Executive recruitment agencies regularly use personality tests in their psychometric testing of candidates, so they’re bound to find them relevant and interesting. Many employers will also find them relevant, as they’re part of a general trend in recruitment.
Two free online tests worth considering are the VIA Survey of character strengths and Traitify’s 90-second test, both of which assess your personality strengths and could be excerpted under a general heading such as “Psychometric profiles” in your CV, with subheadings that specify the names of each of the tests.
Also, if you have copies of the results of any psychometric tests you’ve completed in job applications in the past — both personality tests and cognitive tests — you could abbreviate these, selecting only the best bits as excerpts.
And if you complete psychometric tests in a job application in the future, make sure you ask the recruiter for copies of them. To prepare yourself for recruitment tests, see the Guardian’s “How to complete psychometric tests”.
For a rather negative take on personality tests, see JobTestPrep’s PDF, “Personality Test Guide”, which offers pertinent comments about the somewhat misleading instructions often found in their introductions. For example, “There are no right or wrong answers” may well be correct as far as capturing your personality is concerned, but the odd answer may differ markedly from some recruiters’ views of the kind of personality they want for the job.
Consequently, you need to exercise some discretion when it comes to deciding what to include in your CV and also when it comes to sitting psychometric tests in the first place, but there’s no point in trying to game the system by creating a false impression of yourself. If your personality really isn’t suited to the job then it won’t serve your interests if you get the job any more than it’ll serve the organisation’s interest in employing you.
However, don’t leap to the conclusion that all employers are seeking one ideal personality type. Some may be. They’ve discovered that, for particular jobs, certain personality traits are a better predictor of workplace performance than many of the traditional ways that candidates are assessed.
By contrast, another reason for an upsurge of interest in personality profiles is the discovery that teams perform more cohesively and effectively when their members have different personalities that complement each other. For more information on this trend, see “Personality Tests Can Help Balance a Team”, which mentions the NZ Army as one of the organisations that is adopting this approach.

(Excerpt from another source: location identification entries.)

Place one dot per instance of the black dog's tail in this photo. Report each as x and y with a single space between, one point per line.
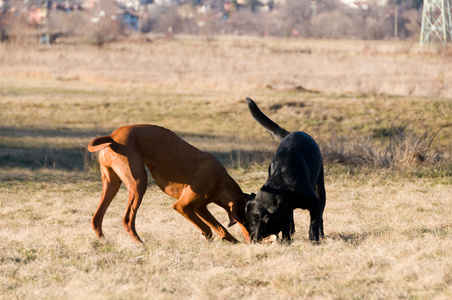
265 122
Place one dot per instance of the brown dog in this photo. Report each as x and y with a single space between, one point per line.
182 171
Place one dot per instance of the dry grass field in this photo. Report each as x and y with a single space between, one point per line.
381 112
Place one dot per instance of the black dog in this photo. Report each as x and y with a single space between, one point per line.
295 180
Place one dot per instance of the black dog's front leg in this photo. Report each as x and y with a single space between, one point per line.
288 227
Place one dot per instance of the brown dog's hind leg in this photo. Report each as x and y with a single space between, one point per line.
210 220
136 193
186 207
110 187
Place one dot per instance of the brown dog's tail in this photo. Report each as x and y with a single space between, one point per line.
100 143
265 122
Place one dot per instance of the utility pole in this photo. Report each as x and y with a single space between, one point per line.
436 22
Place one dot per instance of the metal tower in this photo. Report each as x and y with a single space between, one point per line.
436 22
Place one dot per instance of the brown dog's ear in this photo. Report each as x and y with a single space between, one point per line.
238 208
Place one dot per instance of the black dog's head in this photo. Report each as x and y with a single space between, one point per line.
263 215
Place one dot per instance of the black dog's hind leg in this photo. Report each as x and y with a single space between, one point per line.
292 224
288 227
316 226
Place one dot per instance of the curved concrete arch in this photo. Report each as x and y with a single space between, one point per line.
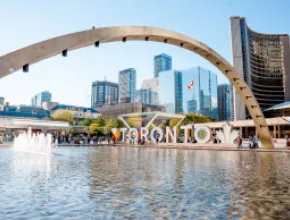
14 61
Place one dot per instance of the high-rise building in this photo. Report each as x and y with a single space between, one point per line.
202 96
170 90
152 83
2 100
104 92
263 61
162 62
225 102
41 97
127 85
146 96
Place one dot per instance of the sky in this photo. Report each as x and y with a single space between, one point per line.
69 79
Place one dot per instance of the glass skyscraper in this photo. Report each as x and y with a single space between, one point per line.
104 92
41 97
127 85
146 96
162 62
262 60
202 97
225 102
170 90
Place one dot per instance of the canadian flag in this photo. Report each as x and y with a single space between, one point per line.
190 85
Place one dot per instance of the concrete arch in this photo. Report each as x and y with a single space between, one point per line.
16 60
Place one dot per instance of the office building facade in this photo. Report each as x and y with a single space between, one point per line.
170 91
127 85
162 62
146 96
104 92
152 84
263 61
225 102
108 111
202 96
39 98
2 100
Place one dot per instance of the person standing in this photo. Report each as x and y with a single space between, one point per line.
239 142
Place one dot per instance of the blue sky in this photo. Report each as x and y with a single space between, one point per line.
69 79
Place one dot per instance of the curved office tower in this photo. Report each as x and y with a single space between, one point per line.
263 60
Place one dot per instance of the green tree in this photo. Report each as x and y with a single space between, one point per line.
112 123
87 122
190 118
96 128
63 115
120 123
101 121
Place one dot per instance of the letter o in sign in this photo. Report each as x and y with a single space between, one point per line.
202 134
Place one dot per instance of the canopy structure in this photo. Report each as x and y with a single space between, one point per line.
150 117
285 106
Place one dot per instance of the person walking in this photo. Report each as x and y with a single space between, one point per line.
239 142
255 142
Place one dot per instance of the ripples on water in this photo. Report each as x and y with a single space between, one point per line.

And for information on the first trend, scroll down to the section headed “Personality tests” in the U.S. article “The resume of the future will tell employers who you are, and not just what you’ve done”. (The early part of the article isn’t really applicable to New Zealand and much of the tests section isn’t either.)
A couple of points are worth noting if you do the VIA survey. First, it was developed to assess character strengths for the sake of personal development, not for the sake of using in a CV, so the top 5 or 6 strengths you excerpt for a CV may need some adjustment. For example, if you get “Capacity to love and be loved” among your top strengths, it’s of no relevance to an employer, so drop it off.
You may also want to take a second version of the VIA survey. You might find that the top strengths it lists differ from those in the first version, and may come across more strongly to a prospective employer, although its mostly one-word headings for your strengths would need expanding.
Finally, it’s a good idea to run a draft of your CV section on psychometric profiles by a mentor, friend or consultant to get their take on its applicability to the kind of jobs you’re targeting.
© Chris Eilers 2019. Published in The Press, Christchurch, and Stuff on 3 Jun 2019.